Cajas, pitos, bombos, tambores y platillos resuenan este domingo 21 por todo Valparaíso al compás de ritmos marciales. Miles de alumnos y alumnas de los colegios de la ciudad porteña y alrededores desfilan, desde la Plaza Sotomayor, por las principales calles encabezados por sus respectivas bandas de guerra.

Los estudiantes caminarán uniformados, formando escuadrones, con los rostros forzadamente inmutables, y moviéndose al paso del uno-dos.
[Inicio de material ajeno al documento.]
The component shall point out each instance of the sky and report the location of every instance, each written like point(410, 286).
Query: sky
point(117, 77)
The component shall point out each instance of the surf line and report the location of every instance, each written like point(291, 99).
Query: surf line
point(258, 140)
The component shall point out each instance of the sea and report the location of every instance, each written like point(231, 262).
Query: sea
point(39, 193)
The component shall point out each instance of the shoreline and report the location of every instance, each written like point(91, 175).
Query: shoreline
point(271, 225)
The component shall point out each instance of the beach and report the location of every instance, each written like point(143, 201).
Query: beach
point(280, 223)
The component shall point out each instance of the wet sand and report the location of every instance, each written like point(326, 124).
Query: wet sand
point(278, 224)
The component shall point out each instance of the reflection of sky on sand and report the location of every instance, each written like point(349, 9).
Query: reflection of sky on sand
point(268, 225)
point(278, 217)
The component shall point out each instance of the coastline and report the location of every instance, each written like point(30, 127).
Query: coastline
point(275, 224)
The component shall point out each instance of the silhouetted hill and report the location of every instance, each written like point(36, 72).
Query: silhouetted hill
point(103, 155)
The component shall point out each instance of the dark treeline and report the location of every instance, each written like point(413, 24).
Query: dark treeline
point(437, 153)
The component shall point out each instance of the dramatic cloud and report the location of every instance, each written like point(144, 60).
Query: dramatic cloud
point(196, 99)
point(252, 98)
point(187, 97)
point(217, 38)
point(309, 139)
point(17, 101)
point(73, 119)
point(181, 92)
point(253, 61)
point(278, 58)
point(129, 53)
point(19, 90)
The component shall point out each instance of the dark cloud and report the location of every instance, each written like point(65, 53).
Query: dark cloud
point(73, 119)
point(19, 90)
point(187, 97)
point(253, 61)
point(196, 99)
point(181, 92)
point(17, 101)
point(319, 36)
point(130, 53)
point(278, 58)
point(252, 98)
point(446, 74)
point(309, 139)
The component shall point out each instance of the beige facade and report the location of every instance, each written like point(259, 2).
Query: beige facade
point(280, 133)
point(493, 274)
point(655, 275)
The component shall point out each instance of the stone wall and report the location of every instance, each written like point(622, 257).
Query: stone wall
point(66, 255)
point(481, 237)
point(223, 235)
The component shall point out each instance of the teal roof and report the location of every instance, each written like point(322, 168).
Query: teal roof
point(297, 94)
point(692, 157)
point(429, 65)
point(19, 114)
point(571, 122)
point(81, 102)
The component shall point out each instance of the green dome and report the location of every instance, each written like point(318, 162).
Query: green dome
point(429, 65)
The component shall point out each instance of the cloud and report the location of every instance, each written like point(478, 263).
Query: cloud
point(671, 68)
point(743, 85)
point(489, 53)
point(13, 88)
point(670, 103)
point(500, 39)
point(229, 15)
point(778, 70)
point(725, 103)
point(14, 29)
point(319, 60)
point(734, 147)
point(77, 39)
Capitaneados por el estandarte y la autoridad escolar, y luciendo las insignias y banderas del establecimiento, compartirán escena con 1.900 marinos, soldados y policías que por primera vez desde 1925 celebrarán el Día de las Glorias Navales sin que la cuenta pública presidencial les haga sombra.

Apoderados, familiares y docentes, aplaudirán y celebrarán la marcha, en presencia de las autoridades locales y regionales, y los altos mandos del Ejército y la Armada. Una vez al frente de su tribuna, los jóvenes les dedicarán un discreto saludo y proseguirán con el recorrido, que este año será tres veces más largo que en ediciones anteriores.

La tradición se tomará las calles no sólo de Valparaíso, sino también de otras ciudades como Talcahuano e Iquique. La jornada conmemorará el 138º aniversario de la batalla naval protagonizada por los hombres de Arturo Prat y Carlos Condell en contra de las naves peruanas Huáscar e Independencia durante la Guerra del Pacífico, que enfrentó a Chile con Bolivia y Perú.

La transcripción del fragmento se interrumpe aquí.